I have been interested in exploring new ways of working, integrating sustainable materials and processes in my work, and exploring identity as it relates to the place I live. The colors families seemed open, without history, and I saw them as a potential way to form connections with local makers.
A strategy for welcoming the unexpected into my practice was to reach out to local craftspeople, artists, technicians, and designers to see if the colors ~alone~ triggered a link to a process or material they use. My “Craft Color Chart” shows the color families grouped as extracted from individual photographs of Forfar, Scotland, and then the responses provided by makers in Halifax, Nova Scotia- intuitively responding to the colors. Sample responses to the colors, which in turn prompted me to learn new craft processes included avocado and lichen natural dye, Urushi laquer, and heat-treated steel.’
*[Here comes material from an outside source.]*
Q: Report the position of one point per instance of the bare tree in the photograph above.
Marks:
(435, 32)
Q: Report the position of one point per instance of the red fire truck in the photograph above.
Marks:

Carol Sinclair is a ceramic artist with more than 30 years experience of running her practice. She explores the theme of memory and it’s role in connecting us to one another and to our environment. Most recently she has been reconsidering the way she uses and processes materials to reduce her carbon footprint and use her work as a catalyst for discussions on responsible consumption.
For the SHIFT project she has combined her use of porcelain with the other materials from her home and studio to create a ‘closed loop’ approach in which as little as possible is wasted or has a minimal amount of extra energy used in its reformulation. She has recycled the paper from her clay processing, reconstituted clay waste to create a new biodegradable plastic, repurposed paint and ink, and reused the wooden feathers from her tests, leading to exciting new material options and areas for further research.
‘Collaboration is the perfect way to explore and extend ideas, and the discipline of a weekly Zoom exchange with my collaborator, Rebecca Hannon in Nova Scotia gave me a creative focus. Using the colours from our partners living and working environments as means of expressing identity, we each developed our own colour palette and began exploring materials and associated making techniques to achieve those colours. Together we created a set of human scale wings, based on the Siskin, a bird that lives in both countries. Each of the 59 component feathers per wing became a unit of research. Rebecca experimented with new techniques in metal, textile and ceramic fabrication, suggested by other makers. I began by developing a new colour spectrum in my usual medium, porcelain, and then experimented with a variety of waste materials from my home and studio to push the environmental responsibility of my practice.’